Health Canada also warns against UV-C sanitizers with false or misleading claims, saying that a “manufacturer must hold evidence to demonstrate that their product works as claimed”. In the absence of supporting evidence, it must be assumed that the product does not work as advertised. Many of the products you will find on Amazon or Alibaba do not have this supporting documentation. As such, these UV-C lamps and light wands are ineffective in the fight against bacteria and viruses.
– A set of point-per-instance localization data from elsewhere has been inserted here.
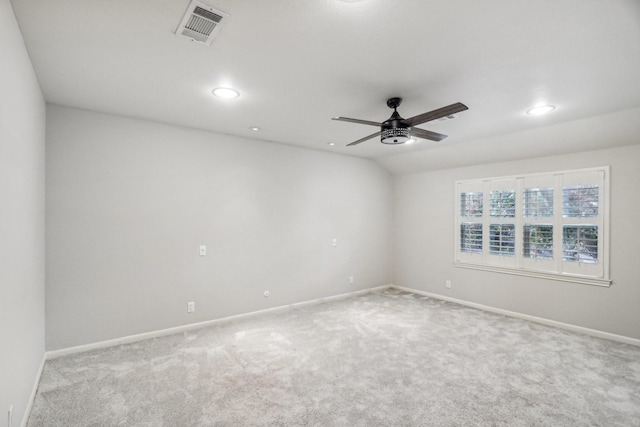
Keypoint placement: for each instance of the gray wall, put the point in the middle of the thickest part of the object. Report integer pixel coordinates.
(424, 209)
(130, 201)
(22, 150)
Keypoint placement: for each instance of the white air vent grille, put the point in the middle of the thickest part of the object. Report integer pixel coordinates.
(201, 23)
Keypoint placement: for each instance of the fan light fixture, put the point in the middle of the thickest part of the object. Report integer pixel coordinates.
(543, 109)
(398, 135)
(225, 92)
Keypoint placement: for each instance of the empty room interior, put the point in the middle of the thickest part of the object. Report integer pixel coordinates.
(338, 212)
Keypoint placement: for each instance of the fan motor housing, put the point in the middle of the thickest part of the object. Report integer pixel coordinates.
(393, 131)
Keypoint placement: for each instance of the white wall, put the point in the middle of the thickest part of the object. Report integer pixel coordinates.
(130, 201)
(22, 150)
(424, 209)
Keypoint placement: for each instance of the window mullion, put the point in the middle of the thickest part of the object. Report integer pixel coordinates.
(557, 221)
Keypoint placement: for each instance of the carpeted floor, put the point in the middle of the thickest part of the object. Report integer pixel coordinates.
(387, 358)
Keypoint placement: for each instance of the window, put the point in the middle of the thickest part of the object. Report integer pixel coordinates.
(543, 225)
(471, 237)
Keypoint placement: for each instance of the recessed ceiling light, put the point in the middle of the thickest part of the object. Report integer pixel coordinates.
(225, 92)
(543, 109)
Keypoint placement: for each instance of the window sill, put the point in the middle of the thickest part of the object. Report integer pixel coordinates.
(537, 274)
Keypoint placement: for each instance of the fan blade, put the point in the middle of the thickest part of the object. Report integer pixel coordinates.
(364, 139)
(427, 134)
(362, 122)
(435, 114)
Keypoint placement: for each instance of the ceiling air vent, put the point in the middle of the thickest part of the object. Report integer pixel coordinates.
(201, 23)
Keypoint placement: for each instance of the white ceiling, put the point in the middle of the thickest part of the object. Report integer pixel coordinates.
(298, 63)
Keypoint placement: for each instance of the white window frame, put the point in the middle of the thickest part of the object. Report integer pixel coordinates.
(553, 269)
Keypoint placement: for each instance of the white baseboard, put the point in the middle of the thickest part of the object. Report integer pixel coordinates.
(34, 390)
(548, 322)
(193, 326)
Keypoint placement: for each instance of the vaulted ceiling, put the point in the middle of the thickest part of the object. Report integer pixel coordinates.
(299, 63)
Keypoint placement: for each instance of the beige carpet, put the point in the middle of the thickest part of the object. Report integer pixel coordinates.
(386, 358)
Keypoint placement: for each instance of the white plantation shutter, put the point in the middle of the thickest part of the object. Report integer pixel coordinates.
(552, 225)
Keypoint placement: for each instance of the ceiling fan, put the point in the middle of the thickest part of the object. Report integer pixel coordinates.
(396, 130)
Major Industries Using UV-C Light for Disinfection
The disinfection power of UV-C light was discovered more than 100 years ago and has been widely used to purify water, air, and other surfaces. However, it’s taken on a new meaning given greater public interest in sanitization and cleanliness.
U.S. airliner JetBlue installed UV-C sanitizers inside certain airplanes to reduce viruses and bacteria as part of its Safety from the Ground up initiative. Luxury hotel company Four Seasons has also started to trial the tech in partnership with Johns Hopkins University. Amazon built a UV-C light emitting robot to disinfect Whole Foods stores and warehouses. And Metrolinx, Ontario’s largest public transportation company, partnered with CleanSlate UV as part of its Safety Never Stops campaign, to allow passengers to safely sanitize all handheld devices while on the go.